In other words, GM has a big sales volume advantage because of their extensive dealership network in rural areas. Ford – and to a lesser degree Chrysler-Fiat – enjoy this sales volume advantage as well. Here’s what it means to Tundra sales figures.
How Big is this “Big” Sales Advantage?
If 1,200 rural dealerships each sell an average of 5 trucks per month, that’s 70,000 rural truck sales that GM can tack on to their numbers. But is this 5 trucks per month sales average realistic?
Generally speaking, dealers like to stock 2 months of inventory. However, most GM dealers are currently stocking 3-4 months of inventory because GM has stopped truck production to get ready for the new 2014 model. Therefore, your average rural GM dealer is probably stocking 3 to 4 times as many trucks as they sell each month. Polling 5 rural dealers:
- Wright County Motors of Belmond, Iowa (population 2,348) stocks 24 new trucks. However, these are Rams, Fords, and Dodges, so we’ll use the two-month sales estimate and say this dealer sells 12 trucks per month. If we split this up amongst the different brands, 4 trucks a month is a reasonable estimate.
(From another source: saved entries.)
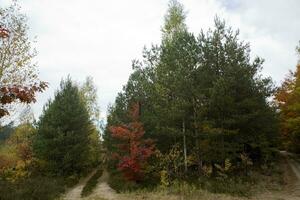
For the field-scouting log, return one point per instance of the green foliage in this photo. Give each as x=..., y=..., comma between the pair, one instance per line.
x=63, y=133
x=91, y=184
x=207, y=90
x=33, y=188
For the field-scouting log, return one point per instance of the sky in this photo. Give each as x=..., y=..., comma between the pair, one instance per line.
x=100, y=38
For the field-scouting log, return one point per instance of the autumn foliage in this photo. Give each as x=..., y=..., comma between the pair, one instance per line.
x=11, y=93
x=288, y=100
x=134, y=150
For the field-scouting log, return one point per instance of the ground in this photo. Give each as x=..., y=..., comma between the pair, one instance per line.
x=289, y=191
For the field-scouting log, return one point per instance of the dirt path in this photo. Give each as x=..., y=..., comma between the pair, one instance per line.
x=291, y=191
x=103, y=190
x=75, y=192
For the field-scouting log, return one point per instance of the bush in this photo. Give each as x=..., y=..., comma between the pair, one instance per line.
x=33, y=188
x=119, y=184
x=91, y=184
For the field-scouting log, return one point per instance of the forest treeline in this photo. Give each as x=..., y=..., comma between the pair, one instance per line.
x=195, y=109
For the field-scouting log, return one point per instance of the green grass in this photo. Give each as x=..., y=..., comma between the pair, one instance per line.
x=33, y=188
x=91, y=184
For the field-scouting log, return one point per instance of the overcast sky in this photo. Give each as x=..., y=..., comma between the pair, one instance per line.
x=100, y=38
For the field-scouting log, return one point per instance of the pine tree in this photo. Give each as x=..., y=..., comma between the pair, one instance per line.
x=63, y=132
x=288, y=99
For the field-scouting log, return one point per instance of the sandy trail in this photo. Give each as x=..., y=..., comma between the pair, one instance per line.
x=75, y=192
x=291, y=190
x=103, y=190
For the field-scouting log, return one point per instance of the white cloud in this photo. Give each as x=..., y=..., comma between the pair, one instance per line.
x=100, y=38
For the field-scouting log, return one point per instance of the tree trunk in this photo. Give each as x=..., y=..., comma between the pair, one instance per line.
x=184, y=147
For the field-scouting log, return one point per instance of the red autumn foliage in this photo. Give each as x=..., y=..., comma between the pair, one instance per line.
x=4, y=33
x=134, y=150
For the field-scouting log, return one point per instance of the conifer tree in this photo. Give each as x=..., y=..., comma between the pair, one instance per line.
x=63, y=132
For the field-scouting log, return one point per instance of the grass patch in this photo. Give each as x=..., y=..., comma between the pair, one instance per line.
x=91, y=184
x=33, y=188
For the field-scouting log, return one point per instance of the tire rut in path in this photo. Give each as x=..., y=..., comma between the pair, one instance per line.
x=75, y=192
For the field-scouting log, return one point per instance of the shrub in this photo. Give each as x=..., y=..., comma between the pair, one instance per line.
x=91, y=184
x=33, y=188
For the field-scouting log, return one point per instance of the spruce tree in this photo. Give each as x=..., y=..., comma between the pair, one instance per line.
x=63, y=132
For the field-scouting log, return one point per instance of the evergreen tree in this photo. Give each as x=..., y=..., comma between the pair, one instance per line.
x=63, y=132
x=288, y=99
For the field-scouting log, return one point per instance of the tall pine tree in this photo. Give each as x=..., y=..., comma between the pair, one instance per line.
x=63, y=132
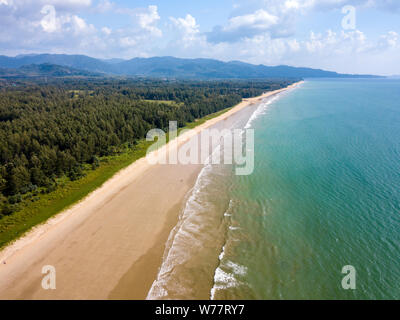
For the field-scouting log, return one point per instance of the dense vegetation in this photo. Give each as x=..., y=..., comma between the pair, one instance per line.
x=57, y=131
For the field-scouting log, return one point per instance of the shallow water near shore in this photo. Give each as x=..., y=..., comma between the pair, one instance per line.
x=325, y=193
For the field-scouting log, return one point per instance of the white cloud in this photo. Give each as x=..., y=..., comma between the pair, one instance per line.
x=106, y=31
x=187, y=29
x=244, y=26
x=147, y=19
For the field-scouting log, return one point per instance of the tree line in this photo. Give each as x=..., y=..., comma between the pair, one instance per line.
x=52, y=129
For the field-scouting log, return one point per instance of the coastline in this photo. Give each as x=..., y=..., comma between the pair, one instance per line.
x=111, y=241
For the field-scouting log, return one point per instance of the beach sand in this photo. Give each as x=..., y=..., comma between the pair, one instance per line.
x=110, y=245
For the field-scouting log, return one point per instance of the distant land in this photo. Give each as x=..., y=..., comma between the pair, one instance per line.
x=156, y=67
x=45, y=70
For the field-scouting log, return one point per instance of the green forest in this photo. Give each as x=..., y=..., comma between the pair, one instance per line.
x=59, y=130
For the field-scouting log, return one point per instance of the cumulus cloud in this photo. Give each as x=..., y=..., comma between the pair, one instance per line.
x=244, y=26
x=148, y=18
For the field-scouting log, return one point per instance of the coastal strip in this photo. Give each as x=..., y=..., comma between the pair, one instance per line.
x=121, y=226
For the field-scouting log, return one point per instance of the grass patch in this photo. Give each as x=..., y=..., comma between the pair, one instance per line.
x=38, y=209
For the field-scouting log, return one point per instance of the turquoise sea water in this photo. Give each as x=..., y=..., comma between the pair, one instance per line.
x=325, y=193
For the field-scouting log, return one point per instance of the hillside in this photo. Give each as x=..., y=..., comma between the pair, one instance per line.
x=46, y=69
x=170, y=67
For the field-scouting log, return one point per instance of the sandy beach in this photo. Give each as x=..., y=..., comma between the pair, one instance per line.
x=109, y=245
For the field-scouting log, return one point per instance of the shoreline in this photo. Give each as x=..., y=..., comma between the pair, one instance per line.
x=86, y=232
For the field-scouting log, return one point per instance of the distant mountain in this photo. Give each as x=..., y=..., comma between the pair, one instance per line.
x=170, y=67
x=46, y=69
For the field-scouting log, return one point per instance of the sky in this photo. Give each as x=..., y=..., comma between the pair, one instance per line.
x=348, y=36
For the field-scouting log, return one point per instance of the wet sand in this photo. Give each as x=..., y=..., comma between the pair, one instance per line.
x=110, y=245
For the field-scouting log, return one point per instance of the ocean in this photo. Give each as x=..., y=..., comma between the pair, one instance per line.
x=324, y=194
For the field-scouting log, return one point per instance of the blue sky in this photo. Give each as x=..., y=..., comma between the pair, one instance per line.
x=307, y=33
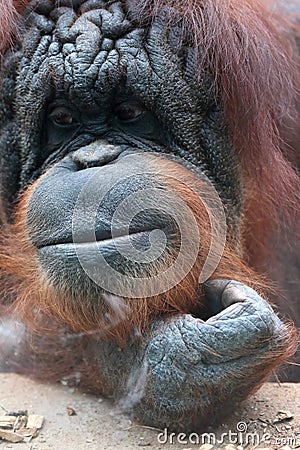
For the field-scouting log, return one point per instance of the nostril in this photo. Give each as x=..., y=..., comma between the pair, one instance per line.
x=96, y=154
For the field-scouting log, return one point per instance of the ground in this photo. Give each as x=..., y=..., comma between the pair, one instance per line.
x=75, y=421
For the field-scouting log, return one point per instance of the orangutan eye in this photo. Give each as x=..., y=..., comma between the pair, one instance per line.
x=62, y=117
x=128, y=112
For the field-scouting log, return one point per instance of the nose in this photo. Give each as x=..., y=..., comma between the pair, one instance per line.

- Humboldt Motor Sales of Humboldt, Iowa (population of 4,683) is stocking 18 new Chevy and GMC trucks. That’s 9 per brand, or 3 truck sales a month (give or take).
- Larry Fannin Chevrolet-Buick-GMC of Morehead, Kentucky (population 6,897) is stocking 37 new Chevy and GMC trucks. Assuming 18 per brand, that’s 6 truck sales a month.
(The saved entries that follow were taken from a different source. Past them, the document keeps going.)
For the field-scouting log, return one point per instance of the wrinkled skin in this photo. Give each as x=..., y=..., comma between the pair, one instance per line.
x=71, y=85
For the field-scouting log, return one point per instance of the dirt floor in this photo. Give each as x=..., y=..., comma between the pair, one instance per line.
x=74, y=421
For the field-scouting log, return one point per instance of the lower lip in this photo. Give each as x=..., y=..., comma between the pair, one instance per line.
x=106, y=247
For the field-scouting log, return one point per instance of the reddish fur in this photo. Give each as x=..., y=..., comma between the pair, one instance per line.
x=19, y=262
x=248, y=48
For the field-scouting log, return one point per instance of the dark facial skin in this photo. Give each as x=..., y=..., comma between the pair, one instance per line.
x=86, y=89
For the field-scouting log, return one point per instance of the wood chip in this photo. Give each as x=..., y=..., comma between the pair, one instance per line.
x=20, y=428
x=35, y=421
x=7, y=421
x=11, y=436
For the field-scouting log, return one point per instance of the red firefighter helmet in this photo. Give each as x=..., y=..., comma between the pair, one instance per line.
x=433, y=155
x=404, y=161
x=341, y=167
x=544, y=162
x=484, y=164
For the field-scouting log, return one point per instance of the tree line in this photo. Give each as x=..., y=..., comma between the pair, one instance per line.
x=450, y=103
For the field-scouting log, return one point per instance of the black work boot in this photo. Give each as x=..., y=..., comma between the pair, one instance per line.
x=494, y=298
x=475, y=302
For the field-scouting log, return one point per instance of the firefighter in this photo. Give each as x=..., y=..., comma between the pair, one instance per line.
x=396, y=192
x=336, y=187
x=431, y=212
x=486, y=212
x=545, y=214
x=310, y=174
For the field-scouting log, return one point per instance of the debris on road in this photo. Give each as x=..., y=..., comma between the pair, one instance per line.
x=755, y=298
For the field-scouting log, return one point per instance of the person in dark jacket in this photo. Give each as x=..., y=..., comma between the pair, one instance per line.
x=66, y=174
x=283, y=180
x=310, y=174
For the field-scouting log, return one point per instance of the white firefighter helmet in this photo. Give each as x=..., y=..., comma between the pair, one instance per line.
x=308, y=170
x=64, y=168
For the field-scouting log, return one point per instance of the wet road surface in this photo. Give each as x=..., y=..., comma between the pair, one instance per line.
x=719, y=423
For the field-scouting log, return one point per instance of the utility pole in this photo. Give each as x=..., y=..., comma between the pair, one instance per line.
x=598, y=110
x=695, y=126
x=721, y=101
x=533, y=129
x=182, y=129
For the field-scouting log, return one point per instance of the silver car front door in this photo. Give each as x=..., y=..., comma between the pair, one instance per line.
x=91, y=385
- Town & Country Car & Truck Center of Alamosa, Colorado (population 8,937) is stocking 19 new Chevy and GMC trucks. Assuming 9 per brand, that’s 3 trucks a month.
- Hellman Chevrolet Buick of Delta, Colorado (population 8,769) is stocking 22 new trucks, all Chevy. That’s 7 truck sales a month.
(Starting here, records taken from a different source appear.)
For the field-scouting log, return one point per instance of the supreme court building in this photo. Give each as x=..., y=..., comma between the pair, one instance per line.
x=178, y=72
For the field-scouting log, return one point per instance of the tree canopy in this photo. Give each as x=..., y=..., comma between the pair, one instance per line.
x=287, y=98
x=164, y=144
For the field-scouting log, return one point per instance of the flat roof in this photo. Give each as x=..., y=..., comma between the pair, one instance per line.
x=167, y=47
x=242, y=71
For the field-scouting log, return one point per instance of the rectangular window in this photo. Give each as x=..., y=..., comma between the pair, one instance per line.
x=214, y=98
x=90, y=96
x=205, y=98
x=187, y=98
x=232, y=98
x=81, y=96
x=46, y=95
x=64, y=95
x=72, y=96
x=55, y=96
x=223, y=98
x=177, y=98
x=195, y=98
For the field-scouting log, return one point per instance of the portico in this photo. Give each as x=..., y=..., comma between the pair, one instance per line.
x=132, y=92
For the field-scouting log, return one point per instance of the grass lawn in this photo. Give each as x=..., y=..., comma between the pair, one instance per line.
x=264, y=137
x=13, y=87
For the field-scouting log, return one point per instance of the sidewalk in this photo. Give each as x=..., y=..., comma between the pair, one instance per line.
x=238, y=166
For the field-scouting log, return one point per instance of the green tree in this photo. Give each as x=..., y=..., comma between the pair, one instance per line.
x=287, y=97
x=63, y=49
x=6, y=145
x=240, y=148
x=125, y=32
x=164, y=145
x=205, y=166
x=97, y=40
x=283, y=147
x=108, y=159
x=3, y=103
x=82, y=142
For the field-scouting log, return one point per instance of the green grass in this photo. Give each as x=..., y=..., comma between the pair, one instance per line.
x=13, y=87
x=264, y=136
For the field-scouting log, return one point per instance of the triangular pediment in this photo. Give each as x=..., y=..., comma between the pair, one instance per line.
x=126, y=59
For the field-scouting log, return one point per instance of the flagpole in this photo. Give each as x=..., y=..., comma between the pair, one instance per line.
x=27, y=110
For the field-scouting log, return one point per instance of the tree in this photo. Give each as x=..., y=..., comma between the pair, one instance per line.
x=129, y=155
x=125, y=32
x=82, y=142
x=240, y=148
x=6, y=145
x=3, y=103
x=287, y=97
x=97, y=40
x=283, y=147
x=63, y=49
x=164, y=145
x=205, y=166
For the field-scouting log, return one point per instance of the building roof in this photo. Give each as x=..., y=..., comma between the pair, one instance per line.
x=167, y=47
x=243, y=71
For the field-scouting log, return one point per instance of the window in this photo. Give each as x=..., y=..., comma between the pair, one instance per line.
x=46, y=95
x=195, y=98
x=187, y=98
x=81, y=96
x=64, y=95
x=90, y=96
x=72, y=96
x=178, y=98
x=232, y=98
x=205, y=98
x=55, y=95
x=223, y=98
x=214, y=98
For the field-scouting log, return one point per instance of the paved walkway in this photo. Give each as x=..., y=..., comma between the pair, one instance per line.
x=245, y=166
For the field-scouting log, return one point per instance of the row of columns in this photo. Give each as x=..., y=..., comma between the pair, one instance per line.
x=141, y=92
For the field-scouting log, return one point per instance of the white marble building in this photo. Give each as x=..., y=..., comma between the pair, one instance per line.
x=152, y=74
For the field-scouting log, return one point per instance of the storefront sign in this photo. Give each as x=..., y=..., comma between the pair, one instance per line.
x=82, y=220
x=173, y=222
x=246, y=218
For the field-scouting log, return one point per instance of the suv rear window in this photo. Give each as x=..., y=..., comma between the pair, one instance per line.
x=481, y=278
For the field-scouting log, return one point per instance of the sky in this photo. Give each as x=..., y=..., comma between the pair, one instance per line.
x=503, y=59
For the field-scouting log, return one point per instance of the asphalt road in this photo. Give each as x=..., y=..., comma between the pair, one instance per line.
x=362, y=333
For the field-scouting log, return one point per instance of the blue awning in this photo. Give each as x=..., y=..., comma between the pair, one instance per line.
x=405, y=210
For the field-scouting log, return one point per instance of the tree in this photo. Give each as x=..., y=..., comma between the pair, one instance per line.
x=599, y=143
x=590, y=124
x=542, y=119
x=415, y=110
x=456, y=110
We find that rural dealers are likely selling 4 or 5 trucks a month.
However, even if we assume that these 1,200 dealers are selling 3 trucks a month, that’s an extra 40,000 truck sales that Toyota can’t match because they don’t have a local dealership. This is likely the same for Ford, and even Ram enjoys some of these benefits.
The point: Sales figures are misleading. Toyota is losing out on 20,000 – 50,000 Tundra sales a year because they don’t have a rural dealer network. If Toyota did have that network, the sales gap between the Tundra and the Ram 1500 would be much closer (especially if you toss out commercial fleet sales, as I’ve long argued).
What’s more, people who live in rural areas don’t always buy from their local dealership. Many times, they will drive to the nearest big city to buy, with the expectation that they will service their new truck at the local dealer.
In other words, this lack of a rural network hurt sales twice – once because the local dealers can’t sell the truck, and once again because there’s no local Toyota dealer to service the truck. As long as Toyota lacks a rural dealership network, they’re going to be at a significant sales disadvantage compared to GM, Ford, and Ram.